Before you post: Your responses to these questions will help the community help you. Please complete this template if you’re asking a support question. Don’t forget to select tags to help index your topic!
Hello!
Our graylog server receives user commands on a Linux box. We don’t have a lot of users, but the commands output the user as an ID i.e. 191460003 instead of a username. We thought using a lookup_table with a CSV which has the mapping of the UID’s to usernames would work great, but we’re having issues getting it to replace the UID’s in the stream.
The client sending the logs is on RHEL 7 and our server is running Graylog 4.2.5
3. What steps have you already taken to try and solve the problem?
We have setup the lookup table and running the test lookup correctly shows the username instead of the UID, so we think this part is okay. Am having some issues understanding the pipeline portion.
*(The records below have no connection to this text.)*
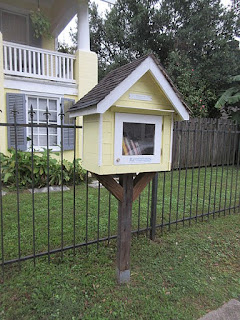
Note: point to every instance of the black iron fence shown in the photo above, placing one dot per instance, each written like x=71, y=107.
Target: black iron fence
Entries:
x=34, y=225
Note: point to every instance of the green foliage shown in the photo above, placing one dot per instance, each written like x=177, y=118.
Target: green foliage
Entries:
x=229, y=101
x=41, y=24
x=182, y=34
x=40, y=172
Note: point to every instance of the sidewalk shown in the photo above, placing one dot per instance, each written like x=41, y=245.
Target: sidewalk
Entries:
x=229, y=311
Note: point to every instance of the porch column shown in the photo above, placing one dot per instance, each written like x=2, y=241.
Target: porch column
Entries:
x=83, y=26
x=3, y=114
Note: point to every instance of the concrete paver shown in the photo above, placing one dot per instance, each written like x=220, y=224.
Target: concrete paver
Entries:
x=229, y=311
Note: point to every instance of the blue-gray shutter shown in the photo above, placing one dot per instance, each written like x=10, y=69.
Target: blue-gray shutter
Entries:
x=18, y=101
x=68, y=133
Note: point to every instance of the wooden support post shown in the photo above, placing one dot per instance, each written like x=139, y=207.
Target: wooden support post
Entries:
x=124, y=229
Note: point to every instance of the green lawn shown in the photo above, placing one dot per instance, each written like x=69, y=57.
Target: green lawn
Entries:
x=226, y=196
x=182, y=275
My understanding is that we create a pipeline rule and then attach it to our stream.
Ultimately we’d want the rule to replace any UID that matches in the CSV and replace it with the username but was trying with a single UID to simplify it.
rule "UID to Username"
when
has_field("message") AND contains(to_string($message.uid),"1914600003")
then
//Change UID to Username
let update_source = lookup_value("lookup_username",$message.uid);
set_field("message",update_source);
end
Was using this as reference as thought it closely resembled what we are trying to do:
I have done something similar to what you want to do, except I have not used lookup_table.
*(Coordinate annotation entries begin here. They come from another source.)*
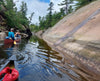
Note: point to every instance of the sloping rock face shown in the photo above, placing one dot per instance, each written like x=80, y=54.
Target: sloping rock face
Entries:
x=84, y=44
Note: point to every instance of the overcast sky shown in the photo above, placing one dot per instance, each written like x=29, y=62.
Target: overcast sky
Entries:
x=39, y=7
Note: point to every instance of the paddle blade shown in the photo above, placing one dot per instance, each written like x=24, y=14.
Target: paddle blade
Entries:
x=14, y=42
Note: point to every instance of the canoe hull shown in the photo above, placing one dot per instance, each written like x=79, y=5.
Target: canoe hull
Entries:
x=12, y=64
What I can do is show my configurations and perhaps it will help.
Graylog uses UUID in rest.accesslog for user names, so what I had to do is get that UUID then create a field for it, then using a pipeline change the UUID into a human readable name.
rule "Graylog Web Access Greg"
when
has_field("graylog_gui") AND contains(to_string($message.graylog_gui), "5e224e7683d72eff75055199")
then
set_field("graylog_gui","greg.smith");
end
The rule is close but you are referencing “message” which is the entire message…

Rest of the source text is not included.